17 April 2020 | 8 minutes.

Diverse forests are essential for the future

Nicolas Blain
Head of Research and Communication, Reforest\'Action

Nicolas Blain, Head of Research and Communication, Reforest\'Action

Trees are the rising stars for tackling the climate crisis. The 2019 EU Green Deal announced a new EU Forest Strategy to include effective afforestation, while the January 2020 pledge for 1 trillion trees at the World Economic Forum signals an important boost to tree-planting and reforestation globally. Trees play an essential role in a greener future, but reforestation should not become green-washing for companies and countries to continue polluting. Business as usual must change and efforts need to maximize long-term health, water, air and climate benefits. Reforest’Action is one crowd planting platform achieving this through the reforestation of mixed forests, a key to tackling mounting climate challenges.

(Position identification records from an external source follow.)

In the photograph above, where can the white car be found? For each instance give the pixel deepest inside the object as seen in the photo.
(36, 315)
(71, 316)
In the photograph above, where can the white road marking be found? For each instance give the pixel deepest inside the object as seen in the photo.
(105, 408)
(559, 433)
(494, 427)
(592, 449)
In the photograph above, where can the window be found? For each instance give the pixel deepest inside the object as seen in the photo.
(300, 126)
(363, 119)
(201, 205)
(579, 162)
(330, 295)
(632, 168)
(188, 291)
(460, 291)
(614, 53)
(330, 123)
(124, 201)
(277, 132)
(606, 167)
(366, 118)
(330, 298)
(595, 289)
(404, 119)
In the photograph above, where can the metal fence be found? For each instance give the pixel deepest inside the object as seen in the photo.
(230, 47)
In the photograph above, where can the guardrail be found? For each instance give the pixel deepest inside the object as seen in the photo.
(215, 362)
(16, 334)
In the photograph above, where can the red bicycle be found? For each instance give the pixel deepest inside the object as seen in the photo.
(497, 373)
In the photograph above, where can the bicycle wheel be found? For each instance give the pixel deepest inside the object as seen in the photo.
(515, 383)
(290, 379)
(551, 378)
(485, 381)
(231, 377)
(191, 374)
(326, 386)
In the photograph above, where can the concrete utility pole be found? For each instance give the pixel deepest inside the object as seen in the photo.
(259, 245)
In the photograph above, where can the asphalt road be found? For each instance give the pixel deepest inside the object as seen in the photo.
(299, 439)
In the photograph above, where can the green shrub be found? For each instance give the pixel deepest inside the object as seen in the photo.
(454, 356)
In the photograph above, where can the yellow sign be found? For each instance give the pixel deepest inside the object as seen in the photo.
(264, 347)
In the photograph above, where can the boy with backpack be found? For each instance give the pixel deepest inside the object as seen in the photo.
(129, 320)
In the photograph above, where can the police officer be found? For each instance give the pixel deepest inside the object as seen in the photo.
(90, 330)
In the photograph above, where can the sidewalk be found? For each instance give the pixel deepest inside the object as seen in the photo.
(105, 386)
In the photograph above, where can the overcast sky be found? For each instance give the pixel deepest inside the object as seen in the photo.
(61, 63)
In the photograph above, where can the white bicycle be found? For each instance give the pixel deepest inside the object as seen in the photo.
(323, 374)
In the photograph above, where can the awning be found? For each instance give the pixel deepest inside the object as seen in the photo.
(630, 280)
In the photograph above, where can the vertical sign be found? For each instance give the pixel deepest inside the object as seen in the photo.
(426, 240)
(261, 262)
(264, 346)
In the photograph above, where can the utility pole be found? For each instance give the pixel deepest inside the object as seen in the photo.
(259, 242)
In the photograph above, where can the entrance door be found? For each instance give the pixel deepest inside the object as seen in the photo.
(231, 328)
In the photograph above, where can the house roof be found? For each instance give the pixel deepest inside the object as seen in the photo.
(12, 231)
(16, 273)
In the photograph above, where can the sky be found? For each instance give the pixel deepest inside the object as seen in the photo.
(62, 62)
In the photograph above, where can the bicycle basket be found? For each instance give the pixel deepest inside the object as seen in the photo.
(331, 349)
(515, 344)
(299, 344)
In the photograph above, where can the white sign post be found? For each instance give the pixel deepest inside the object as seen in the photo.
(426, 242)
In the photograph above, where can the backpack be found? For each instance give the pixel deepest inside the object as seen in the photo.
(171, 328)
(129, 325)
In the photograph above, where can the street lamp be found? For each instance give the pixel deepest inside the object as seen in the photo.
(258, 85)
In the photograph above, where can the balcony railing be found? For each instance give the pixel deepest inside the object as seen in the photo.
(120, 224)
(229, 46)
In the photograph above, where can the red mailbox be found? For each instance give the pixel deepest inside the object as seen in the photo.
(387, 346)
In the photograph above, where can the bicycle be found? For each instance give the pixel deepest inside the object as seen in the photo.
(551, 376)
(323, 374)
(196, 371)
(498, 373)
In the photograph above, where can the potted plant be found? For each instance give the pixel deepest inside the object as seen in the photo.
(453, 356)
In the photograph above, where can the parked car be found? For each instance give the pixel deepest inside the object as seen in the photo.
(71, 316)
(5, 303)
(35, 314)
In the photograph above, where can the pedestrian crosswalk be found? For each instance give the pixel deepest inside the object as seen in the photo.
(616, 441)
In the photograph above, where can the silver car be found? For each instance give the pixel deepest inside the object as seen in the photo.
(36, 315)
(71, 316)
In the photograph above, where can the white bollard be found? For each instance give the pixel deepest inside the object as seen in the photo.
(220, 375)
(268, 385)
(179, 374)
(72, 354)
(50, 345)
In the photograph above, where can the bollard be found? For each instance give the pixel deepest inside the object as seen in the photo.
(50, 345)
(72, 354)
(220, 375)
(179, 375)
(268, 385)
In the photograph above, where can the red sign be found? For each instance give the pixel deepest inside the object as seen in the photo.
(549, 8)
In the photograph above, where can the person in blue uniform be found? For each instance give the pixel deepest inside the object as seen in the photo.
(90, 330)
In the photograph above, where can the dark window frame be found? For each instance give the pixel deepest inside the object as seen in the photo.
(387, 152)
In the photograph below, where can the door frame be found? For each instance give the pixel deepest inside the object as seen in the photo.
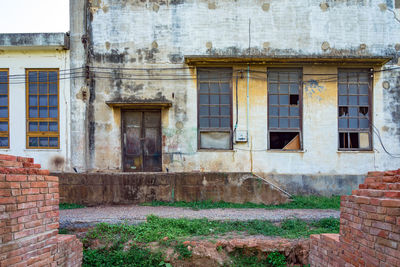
(123, 110)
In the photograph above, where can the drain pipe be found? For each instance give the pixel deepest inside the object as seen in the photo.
(248, 103)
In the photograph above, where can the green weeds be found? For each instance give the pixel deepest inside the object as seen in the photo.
(298, 202)
(156, 228)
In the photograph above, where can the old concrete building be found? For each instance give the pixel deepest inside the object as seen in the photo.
(304, 92)
(34, 97)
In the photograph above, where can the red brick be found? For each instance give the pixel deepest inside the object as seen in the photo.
(23, 159)
(38, 184)
(391, 203)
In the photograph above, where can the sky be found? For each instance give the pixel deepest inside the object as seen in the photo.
(24, 16)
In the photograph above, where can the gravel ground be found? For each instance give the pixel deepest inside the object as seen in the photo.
(133, 214)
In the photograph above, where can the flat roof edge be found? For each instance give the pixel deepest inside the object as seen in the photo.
(43, 41)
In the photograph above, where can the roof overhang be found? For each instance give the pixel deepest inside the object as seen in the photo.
(136, 104)
(34, 41)
(358, 60)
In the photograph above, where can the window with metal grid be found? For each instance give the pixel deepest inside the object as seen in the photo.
(354, 109)
(4, 111)
(215, 108)
(284, 108)
(42, 108)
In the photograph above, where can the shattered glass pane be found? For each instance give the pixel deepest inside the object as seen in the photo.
(284, 99)
(273, 88)
(273, 111)
(284, 88)
(284, 111)
(343, 123)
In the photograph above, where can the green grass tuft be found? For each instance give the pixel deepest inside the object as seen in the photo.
(298, 202)
(69, 206)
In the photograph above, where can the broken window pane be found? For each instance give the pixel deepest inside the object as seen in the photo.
(203, 110)
(214, 110)
(294, 89)
(284, 111)
(364, 123)
(343, 111)
(204, 99)
(273, 88)
(215, 140)
(342, 89)
(363, 111)
(364, 88)
(363, 100)
(294, 123)
(283, 123)
(273, 99)
(353, 112)
(294, 111)
(353, 89)
(343, 100)
(214, 87)
(204, 87)
(353, 100)
(215, 106)
(284, 88)
(273, 122)
(273, 111)
(294, 99)
(279, 140)
(343, 123)
(284, 99)
(353, 123)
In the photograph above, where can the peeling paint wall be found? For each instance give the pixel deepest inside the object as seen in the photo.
(159, 33)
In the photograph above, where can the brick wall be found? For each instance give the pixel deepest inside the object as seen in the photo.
(369, 226)
(29, 217)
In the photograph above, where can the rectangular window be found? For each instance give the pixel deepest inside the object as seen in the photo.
(4, 112)
(42, 91)
(214, 108)
(354, 110)
(284, 108)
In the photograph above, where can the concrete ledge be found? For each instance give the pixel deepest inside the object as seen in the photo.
(35, 41)
(131, 188)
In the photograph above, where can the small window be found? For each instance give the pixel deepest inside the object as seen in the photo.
(354, 109)
(42, 109)
(215, 108)
(4, 109)
(284, 108)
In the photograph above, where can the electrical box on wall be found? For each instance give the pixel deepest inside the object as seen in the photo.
(241, 137)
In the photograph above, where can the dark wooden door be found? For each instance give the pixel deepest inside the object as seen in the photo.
(141, 142)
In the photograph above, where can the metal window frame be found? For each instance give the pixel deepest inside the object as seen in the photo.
(6, 133)
(275, 130)
(370, 107)
(215, 129)
(38, 134)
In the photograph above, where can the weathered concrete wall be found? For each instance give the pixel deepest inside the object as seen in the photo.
(17, 61)
(96, 189)
(159, 34)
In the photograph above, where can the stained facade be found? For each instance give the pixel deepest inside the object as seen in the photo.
(280, 88)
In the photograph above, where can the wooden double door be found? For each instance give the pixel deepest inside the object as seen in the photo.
(141, 141)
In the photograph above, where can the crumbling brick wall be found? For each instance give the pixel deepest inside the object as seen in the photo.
(369, 226)
(29, 217)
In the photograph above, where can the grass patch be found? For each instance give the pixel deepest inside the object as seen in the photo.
(114, 237)
(135, 256)
(69, 206)
(156, 228)
(298, 202)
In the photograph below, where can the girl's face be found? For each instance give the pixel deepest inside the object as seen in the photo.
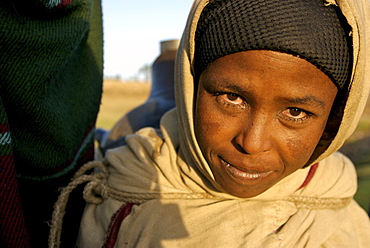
(259, 116)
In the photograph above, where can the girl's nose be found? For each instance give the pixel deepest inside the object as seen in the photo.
(254, 135)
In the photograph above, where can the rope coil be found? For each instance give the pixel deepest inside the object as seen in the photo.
(97, 190)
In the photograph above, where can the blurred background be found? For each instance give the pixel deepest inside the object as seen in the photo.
(133, 31)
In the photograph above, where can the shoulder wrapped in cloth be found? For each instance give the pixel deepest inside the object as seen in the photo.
(178, 203)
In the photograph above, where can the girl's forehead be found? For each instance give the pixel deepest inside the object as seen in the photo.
(309, 29)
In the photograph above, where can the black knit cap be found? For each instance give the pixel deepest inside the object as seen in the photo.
(307, 28)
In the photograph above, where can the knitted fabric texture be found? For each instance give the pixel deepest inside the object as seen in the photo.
(307, 28)
(50, 89)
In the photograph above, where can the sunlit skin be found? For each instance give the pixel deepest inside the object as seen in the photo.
(259, 116)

Due to their natural capacity to absorb CO2, forests are one of the most sought after natural solutions to fight against climate change in the eyes of a growing number of leaders and decision-makers. Scientists and international organizations also stress the need for reforestation in addition to forest protection; however, it must be carried out under the right conditions. Replanting diversified forests is essential for two main reasons: Forests composed of several species are more resistant to climate and natural hazards and they provide more ecosystem services than single-species forests. Mixed-species forests are key given the environmental challenges ahead, such as unprecedented droughts, the rising risk of wildfires and the development of insect pests populations.

Oak saplings ready to be planted. Photo: Reforest’Action

Forests are our past and future

Trees first appeared on Earth 360 million years ago and have contributed to a wide range of ecosystem functions, providing vital and recreational contributions to people for thousands of years. Trees are significant sources of oxygen and wood, serve as carbon sinks, regulators of the water cycle, and are crucial for innovation in the fields of energy, construction, aviation and health. And forests are a popular destination for outdoor leisure and recreational activities. Today, more than 1.6 billion people directly depend on forests for their livelihoods.